Rantz: Does anyone care what John Moffitt thinks?
Oct 9, 2017, 5:52 AM | Updated: 7:39 am
(AP Photo/Elaine Thompson)
Have you been wondering what former Seahawks third-round pick John Moffitt has to say about the sexist Cam Newton reaction to a female reporter? No? Me neither.
Salk: I’ve learned enough about Cam Newton to stop defending him
Like most of you, I forgot who he was and needed a Google refresher to be reminded of his career in Seattle and his apparent affinity for public urination. Perhaps he knows no one has thought of his short, uninspired career since he retired four years ago; that may explain why he outdid anything Newton could have said to get our attention.
In a bizarre Facebook post on Sunday, Moffitt wrote:
Women don’t know football- most guys barely do. Stop coming into male spaces and demanding respect.. guys care about the substance of things not the [sic] appearence. Just because networks like a sexy sideline reporter for you to look at doesn’t mean cam is sexist for questioning the authenticity of her game knowledge- he was laughing because she was fed that question like most of her kind are. If women are so knowledgeable with a game they can’t play let them do play by play or color commentary.. but no, and women don’t even see that it’s not cam but the network that’s sexist, or just can’t lie about the truth. Women don’t really know the game- they are incapable. Yet in this society where a women can do anything a man can do and men can do nothing this is a rock and a hard place. Personally, I thought it was funny too!
Quite the neanderthal.
After he received some backlash, he wrote: “if it didn’t make sense or hit a nerve, it wouldn’t get attention”. Uhm, it did hit a nerve, but not the one Moffitt thinks.
No one was wondering what Moffitt thought about the Newton saga. But now that his sexism is spreading, we should briefly address it: he doesn’t know what he’s talking about. This is a third-rate offensive lineman who quit the sport because his opponents hit him too hard. I know plenty of women — one in the office next to mine — that knows more about the sport than this guy ever will.

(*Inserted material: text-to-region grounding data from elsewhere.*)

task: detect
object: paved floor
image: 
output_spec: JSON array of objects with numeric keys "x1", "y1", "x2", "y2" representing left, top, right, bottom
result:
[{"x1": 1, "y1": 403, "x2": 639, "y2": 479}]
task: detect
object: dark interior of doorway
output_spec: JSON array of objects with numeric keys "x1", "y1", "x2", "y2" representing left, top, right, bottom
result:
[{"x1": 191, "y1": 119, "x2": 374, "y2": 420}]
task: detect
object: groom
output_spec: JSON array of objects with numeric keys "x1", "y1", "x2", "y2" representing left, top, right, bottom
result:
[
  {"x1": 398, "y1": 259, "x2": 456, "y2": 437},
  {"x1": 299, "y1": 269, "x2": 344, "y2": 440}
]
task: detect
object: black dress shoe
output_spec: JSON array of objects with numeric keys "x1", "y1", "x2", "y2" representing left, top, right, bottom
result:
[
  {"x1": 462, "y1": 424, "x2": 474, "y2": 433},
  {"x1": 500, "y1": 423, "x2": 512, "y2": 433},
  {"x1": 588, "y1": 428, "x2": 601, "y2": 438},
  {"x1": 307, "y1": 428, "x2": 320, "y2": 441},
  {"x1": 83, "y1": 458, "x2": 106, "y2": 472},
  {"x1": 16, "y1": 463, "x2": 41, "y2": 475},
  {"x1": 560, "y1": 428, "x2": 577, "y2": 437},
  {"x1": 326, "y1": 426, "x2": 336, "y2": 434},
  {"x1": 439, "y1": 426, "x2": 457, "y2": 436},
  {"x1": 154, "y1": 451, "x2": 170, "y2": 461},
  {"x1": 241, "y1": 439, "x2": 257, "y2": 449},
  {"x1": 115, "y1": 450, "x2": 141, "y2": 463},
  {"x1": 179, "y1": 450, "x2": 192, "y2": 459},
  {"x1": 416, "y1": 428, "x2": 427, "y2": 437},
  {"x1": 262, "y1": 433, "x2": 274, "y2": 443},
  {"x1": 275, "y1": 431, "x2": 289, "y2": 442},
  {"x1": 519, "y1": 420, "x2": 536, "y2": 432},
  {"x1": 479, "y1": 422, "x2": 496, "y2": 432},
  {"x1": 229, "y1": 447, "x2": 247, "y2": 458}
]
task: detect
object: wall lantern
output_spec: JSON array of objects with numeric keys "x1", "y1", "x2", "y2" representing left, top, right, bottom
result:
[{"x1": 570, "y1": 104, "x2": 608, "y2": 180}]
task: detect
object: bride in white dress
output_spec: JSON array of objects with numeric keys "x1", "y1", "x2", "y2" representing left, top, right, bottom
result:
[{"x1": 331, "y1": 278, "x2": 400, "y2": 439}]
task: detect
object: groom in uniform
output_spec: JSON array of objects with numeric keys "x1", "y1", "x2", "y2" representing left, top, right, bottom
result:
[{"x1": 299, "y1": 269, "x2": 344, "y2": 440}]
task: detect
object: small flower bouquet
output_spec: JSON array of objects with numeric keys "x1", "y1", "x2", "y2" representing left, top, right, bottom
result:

I’m not one for accepting political correctness and I’m OK with someone pushing the envelope when they have a good point to make. I imagine his defenders, if there are any, will try to claim he’s just telling it how it is, political correctness be damned. Not so much. Moffitt isn’t making a good point. It’s just a string of baseless stereotypes forming a barely coherent thought and it plays into silly and offensive pretenses that should be dismissed as ludicrous the second you talk to any of the smart women who work in sports journalism.